Atualizado: 7 de out. de 2020

No terceiro artigo da série “Narrativas monarquistas”, o PROJETO DETECTA investiga uma curiosa carta que teria sido escrita em 1889 por dona Isabel, a então princesa do Brasil. As cartas pessoais dos membros da família imperial têm oferecido um vasto material de pesquisa para historiadores e biógrafos, mas o documento em questão foge aos padrões observados.

As quatro páginas da suposta carta da princesa Isabel encontrada no acervo do Memorial Visconde de Mauá (Fotos: Nossa História/Editora Vera Cruz)

No último domingo, dia 28 de junho, o site Aventuras na História publicou uma matéria assinada pelo jornalista Fabio Previdelli, segundo a qual os bastidores da assinatura da Lei Áurea teriam sido revelados por “uma carta escrita pela própria princesa Isabel, em 11 de agosto de 1889, endereçada a Visconde de Santa Victoria”.


O autor da matéria destaca algumas passagens da carta, tomada como evidência de que a princesa “apenas não queria dar fim ao regime escravista, como também indenizar os escravos libertos e assentá-los, para que assim pudessem ser capazes de produzir seu próprio sustento”.

O curioso é que o jornalista parece ter sido pautado por um artigo de Laércio Fidelis Dias, diretor da Fundação Palmares, órgão do governo federal.

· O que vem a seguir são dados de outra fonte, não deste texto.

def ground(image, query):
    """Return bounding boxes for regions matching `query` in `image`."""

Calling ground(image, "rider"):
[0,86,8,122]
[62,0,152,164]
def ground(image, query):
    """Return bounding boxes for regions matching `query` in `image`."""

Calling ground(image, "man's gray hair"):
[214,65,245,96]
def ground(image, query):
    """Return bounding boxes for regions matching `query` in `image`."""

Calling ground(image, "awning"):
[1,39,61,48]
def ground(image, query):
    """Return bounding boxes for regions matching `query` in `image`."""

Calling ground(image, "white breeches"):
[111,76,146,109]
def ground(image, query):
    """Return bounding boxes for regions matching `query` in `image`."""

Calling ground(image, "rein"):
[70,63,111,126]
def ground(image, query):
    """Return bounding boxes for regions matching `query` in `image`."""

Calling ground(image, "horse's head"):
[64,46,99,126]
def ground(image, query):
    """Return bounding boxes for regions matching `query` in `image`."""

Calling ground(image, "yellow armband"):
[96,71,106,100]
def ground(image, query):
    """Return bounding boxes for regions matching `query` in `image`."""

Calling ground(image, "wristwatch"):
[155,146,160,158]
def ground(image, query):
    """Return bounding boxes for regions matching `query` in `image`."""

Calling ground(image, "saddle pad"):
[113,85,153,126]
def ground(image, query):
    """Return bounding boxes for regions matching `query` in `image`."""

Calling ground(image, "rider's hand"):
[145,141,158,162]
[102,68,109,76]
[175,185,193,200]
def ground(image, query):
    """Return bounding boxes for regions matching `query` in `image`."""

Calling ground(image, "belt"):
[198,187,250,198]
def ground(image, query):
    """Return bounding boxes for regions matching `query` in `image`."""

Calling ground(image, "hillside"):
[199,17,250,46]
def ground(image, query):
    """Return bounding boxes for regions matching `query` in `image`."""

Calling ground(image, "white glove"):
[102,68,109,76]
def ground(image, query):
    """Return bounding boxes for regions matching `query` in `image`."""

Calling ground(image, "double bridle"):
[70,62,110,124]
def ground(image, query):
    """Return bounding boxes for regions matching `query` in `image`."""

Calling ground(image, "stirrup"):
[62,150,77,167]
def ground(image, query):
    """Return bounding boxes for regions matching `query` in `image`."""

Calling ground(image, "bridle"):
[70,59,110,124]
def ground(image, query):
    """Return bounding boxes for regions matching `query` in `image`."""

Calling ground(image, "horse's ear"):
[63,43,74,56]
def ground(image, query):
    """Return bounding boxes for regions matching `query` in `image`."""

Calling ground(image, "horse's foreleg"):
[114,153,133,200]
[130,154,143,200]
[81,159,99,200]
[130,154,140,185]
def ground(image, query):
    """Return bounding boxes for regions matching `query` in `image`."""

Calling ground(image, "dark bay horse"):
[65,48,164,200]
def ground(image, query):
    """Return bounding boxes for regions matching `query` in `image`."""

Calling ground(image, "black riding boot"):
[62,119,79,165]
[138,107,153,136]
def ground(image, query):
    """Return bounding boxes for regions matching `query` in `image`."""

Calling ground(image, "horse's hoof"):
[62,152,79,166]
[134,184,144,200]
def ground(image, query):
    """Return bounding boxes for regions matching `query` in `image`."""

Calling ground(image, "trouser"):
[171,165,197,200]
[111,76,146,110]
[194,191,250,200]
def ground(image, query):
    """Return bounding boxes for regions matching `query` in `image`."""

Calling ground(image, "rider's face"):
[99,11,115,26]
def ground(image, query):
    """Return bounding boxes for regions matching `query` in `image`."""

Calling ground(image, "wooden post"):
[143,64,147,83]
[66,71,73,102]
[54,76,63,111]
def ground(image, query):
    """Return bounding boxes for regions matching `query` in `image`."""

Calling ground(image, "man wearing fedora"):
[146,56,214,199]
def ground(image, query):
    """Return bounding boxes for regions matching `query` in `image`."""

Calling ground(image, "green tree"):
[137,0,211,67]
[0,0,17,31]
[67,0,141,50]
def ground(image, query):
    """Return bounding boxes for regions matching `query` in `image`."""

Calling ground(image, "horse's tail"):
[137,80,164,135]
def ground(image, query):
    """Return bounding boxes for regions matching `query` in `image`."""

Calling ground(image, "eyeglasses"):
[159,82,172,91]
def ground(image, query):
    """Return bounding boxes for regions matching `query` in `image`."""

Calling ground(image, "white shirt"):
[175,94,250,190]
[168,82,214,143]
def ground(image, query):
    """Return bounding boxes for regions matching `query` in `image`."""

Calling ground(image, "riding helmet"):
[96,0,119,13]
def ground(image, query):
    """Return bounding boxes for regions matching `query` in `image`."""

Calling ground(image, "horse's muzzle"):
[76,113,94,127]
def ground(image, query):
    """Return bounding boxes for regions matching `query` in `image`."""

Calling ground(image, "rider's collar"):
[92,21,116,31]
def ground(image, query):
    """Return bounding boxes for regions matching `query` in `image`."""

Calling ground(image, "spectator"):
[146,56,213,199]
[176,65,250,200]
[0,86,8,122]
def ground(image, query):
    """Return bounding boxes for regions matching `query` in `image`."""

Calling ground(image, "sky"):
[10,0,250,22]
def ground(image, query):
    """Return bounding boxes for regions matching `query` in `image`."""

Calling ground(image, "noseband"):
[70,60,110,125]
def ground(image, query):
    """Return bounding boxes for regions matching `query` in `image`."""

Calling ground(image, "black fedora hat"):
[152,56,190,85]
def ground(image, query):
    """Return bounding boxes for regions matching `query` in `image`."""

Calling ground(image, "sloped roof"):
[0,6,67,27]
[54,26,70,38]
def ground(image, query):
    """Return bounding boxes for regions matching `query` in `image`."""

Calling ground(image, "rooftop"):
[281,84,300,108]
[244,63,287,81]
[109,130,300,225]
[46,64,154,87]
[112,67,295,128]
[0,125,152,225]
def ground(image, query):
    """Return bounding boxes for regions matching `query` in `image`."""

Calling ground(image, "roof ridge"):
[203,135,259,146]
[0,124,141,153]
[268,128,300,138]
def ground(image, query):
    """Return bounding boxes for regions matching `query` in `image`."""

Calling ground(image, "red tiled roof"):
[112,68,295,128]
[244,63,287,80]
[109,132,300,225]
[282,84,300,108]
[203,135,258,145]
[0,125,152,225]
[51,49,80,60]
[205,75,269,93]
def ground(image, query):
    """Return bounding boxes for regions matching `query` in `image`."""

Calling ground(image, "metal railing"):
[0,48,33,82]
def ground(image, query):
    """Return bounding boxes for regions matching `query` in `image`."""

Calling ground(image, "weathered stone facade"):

Citado na matéria por Previdelli, o artigo fora publicado semanas antes no site da fundação (22 de maio) e apresentava a carta como "inédita". Contudo, essa carta já é de conhecimento público desde 2006, quando a extinta revista Nossa História publicou uma reportagem sobre o documento.


Na época, a carta foi apresentada como “algo capaz de reescrever um dos mais importantes capítulos da História do Brasil”, pois sugeria a existência de um ousado projeto abolicionista da Casa Imperial, que incluía reforma agrária e reparação monetária aos libertos, algo ignorado pela historiografia.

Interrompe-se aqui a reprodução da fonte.